System overview

Maintained by Daniel Vayman

Table of contents

  1. Design
    1. About nodes and topics
  2. Subsystems
  3. Cost maps

Design

Navigator is designed to be:

  • Simple, with components that are easy to use an extend
    • When a more powerful but complex algorithm is used, a simpler alternative should also be present
  • Modular, with nodes that can be swapped, added, and updated with the help of ROS2
    • Since nodes are all built using standard C++ and Python libraries, code is future-proofed.
  • Open source, with all of our code licensed under the highly permissable MIT license
    • Our dependencies are also open-source

About nodes and topics

Navigator is built upon ROS2, a communications framework where individual executables called “nodes” exchange messages through “topics.” A node can either subscribe to a topic or publish to it. In this fashion, individual nodes form a dense network where everything from camera streams to steering commands are passed from one node to the next.

Nodes can be grouped into packages. Packages are then grouped in workspaces. Navigator itself is a ROS workspace. It contains many packages, and each package contains at least one node.

Using ROS2, one node can gather raw LiDAR data from a sensor, where it publishes the pointcloud as a PointCloud2 message to a topic called /lidar/raw. Another node can then subscribe to /lidar/raw, filter the data, and publish the result to /lidar/filtered.

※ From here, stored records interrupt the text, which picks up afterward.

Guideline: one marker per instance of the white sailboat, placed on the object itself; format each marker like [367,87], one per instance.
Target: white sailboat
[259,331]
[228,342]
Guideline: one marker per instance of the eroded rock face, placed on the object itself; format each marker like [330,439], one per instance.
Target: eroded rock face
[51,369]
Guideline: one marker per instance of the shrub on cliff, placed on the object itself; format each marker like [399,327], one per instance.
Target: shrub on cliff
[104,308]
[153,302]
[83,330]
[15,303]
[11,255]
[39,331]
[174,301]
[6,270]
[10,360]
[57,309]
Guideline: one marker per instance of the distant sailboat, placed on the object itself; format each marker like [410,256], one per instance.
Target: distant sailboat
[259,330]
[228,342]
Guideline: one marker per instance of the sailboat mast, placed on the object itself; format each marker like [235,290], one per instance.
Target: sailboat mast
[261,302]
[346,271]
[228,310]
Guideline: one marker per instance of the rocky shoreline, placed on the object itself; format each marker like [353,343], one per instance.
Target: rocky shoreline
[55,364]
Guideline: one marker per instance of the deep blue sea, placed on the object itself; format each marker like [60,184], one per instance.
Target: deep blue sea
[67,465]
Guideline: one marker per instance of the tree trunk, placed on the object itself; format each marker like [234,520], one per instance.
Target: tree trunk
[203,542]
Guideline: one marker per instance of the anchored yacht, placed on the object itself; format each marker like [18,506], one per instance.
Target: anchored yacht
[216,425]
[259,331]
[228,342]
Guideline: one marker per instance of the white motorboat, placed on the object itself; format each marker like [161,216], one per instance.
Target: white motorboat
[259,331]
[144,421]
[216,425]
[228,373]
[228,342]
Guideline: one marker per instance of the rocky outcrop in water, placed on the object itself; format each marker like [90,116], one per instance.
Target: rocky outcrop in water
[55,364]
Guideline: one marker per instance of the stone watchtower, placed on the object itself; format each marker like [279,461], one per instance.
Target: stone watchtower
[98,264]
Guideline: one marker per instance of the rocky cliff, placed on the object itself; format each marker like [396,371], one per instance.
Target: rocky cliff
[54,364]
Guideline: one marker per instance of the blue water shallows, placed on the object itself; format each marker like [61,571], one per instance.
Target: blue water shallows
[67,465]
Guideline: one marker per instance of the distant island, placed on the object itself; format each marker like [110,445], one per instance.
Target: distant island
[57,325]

To learn more about ROS, watch this lecture by Katherine Scott, a developer advocate at Open Robotics.

Navigator's general structure

Subsystems

We can divide Navigator’s nodes into five groups.

The perception subsystem interfaces with our sensor hardware (Lidars, radar, cameras, IMU, etc), handles any formatting and filtering, and publishes that data for our planning subsystem. This subsystem also handles object detection, classification, and tracking. Some types we use here are Image messages, PointCloud2 messages, Imu messages, and so on. We also produce OccupancyGrid and other cost map messages as an insightful tool for path planning.

The prediction system uses our perception output to predict future events. We use machine learning models, either pre-trained our trained in-house on our server, to achieve accurate, insightful, and usable prediction data. Some examples of what we’d predict are position of nearby vehicles, parking lot behavior, lane mergers, and pedestrian/VRU actions.

The mapping systems holds any nodes we use for mapping, routing, and localization. We pull geometry from pre-drawn, local map data to output routes, waypoints, and cost maps for use by our planning subsystem. While we currently rely on our nifty GNSS RTK hardware for precise localization, we plan to implement Simultaneous Localization and Mapping (SLAM) as an algorithmic solution.

The planning subsystem takes our perception and mapping results and decides what our vehicle should do. This subsystem handles both high-level decisions (Should we pass a car that’s stopped in the road?) and low-level ones (How far should we press the throttle pedal to reach our desired speed?). Our path planner traverses our cost maps to form precise trajectories.

The controls subsystem is the link between our software and hardware. It includes nodes that communicate with our steering hardware, our microcontroller, and more. Both the perception and controls subsystems, specifically the nodes in our vehicle_interface repository, are vehicle-specific, which means that they need to be configured to suite each individual vehicle. At Nova, we have separate configurations for simulated driving and real-world use.

Cost maps

During execution, Navigator calculates several cost maps, which are grid-based maps of our surrounding area that describe where our car should or should not drive.

Each cell in the grid is assigned a cost. The higher the cost, the less likely our car will generate a path that moves through the cell. This results in paths that weave their way through only low-cost cells. If no low-cost cells are available, the car stops and waits.

We calculate and use multiple cost maps, each one representing a unique factor to consider. For example:

  • Our occupancy grid generator describes the location of objects (cars, people, curbs).
  • Our prediction network (PredNet) node describes the future location of obstacles.
  • Our red light detector marks intersections as high-cost regions if the light is red.
  • Our map manager assigns costs based on how far a cell is from the route and from the goal.

We add as many of these layers together to form a single, holisitic costmap that our motion planner uses as its input.

Cost map dimensions

Above: Cost map dimensions

Cost maps should be in the base_link (vehicle) reference frame. They should extend 40 meters in front and to the side of the car and 20 meters behind, forming a total area of 80 x 60 meters. Cells should have a side length of either 0.2, 0.4, 0.8, or 1.6 meters.

Examples of cost maps

In the above example, each image is 200 x 150 pixels, representing a cost map layer with a resolution of 0.4 meters/cell. Clockwise from top left: Current occupancy, junction cost (due to a stop sign), route distance, and drivable area.